If data has been sampled preferentially and is clustered around some specific areas, I would suggest using the “row” standardisation option, which takes into account the presence of clusters when assigning weights.
I would also specify a cut-off distance if I wanted samples located beyond a certain distance not to be included in the correlation analysis. In my example (Figure 4) I have set the Distance Band option to zero because I did not want a cut-off distance to be used in my analysis.
Making sense of the results
Once I have run the tool, the results are summarised in a report as seen in Figure 5 below. A number of statistical parameters are calculated; among these the ones which are relevant for my analysis are the z-score, p-value and the Moran’s index.
The first two provide an understanding on whether the hypothesis of our residuals to be randomly distributed is statistically valid or not. The z-score measures the spread of the distribution around its mean expressed in standard deviation units. This index tells me whether the population of our residuals is close or far from the ideal normal distribution. Classical statistics tells me that in a normally distributed population 68% of its values fall within plus or minus one standard deviation from the mean and 95% within plus or minus 1.96 standard deviations.
Figure 5: report summarising the results of the spatial autocorrelation analysis
The p-value is a measure of the probability of the distribution being the result of a random process. The p-value is usually considered in comparison with a user-defined level of confidence, often set to 0.05 (confidence level 95%). If my p-value is smaller or equal to the set level of confidence, the likelihood of my residuals to be the result of a random process (for instance when z-score value falls within one standard deviation from the mean) is very low and I would expect residuals to show a pattern in the spatial distribution of their values.
If z-score and p-value indicate that there is the likelihood of a pattern in the spatial distribution of my residuals, the Moran’s Index provides an indication of the nature of this pattern. A positive value indicates a clustered pattern, while a negative value indicates a dispersed pattern. In both cases these patterns cannot be regarded to as the results of a random process.
Table 1: summary of spatial autocorrelation resuts
Note that in Table 1 I have assumed two standard deviations from the mean to be a suitable choice for my analysis (z-score cut-off +/- 1.96).
I have also assumed that a level of confidence of 95% is sufficient for the scope of my modelling (p-value cut-off 0.05).
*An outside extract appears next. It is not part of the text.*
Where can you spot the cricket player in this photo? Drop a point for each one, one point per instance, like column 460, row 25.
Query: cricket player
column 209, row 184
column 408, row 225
For the example I have used here and the scope of my analysis I would assume that I would be happy with a z-score value within two standard deviations from the mean (+/- 1.96) and a statistical significance of 95% (p-value 0.05).
As shown in Figure 5 my z-score is +0.16 (falls within two standard deviations as I required) and the p-value is 0.88 (higher than the significant value’s threshold of 0.05). In this case I can be quite confident that the distribution of my residuals indicates a random process. I don’t even need to consider the value of the Moran’s Index, as no significant patterns (clustered or dispersed) can be identified.
If, on the other hand, the result of my analysis had shown z-score values falling outside the desired significance and p-values smaller than the required statistical significance, I would have expected a pattern to be identified in the distribution of my residuals. In such a case the sign of the Moran’s Index would have identified whether the pattern would have been a clustered or dispersed one.
In this last case I would probably need to reconsider my modelling process, by choosing a different algorithm or changing the parameters controlling the interpolation (search strategy, directional influences, etc). I could then generate the residuals for the new model(s) I had derived, and run the Spatial Autocorrelation tool again to test that the basic assumptions of (a) spatially unrelated residuals which are (b) normally distributed are being met.
Posted by Paola Peroni, Senior GIS Consultant, Exprodat.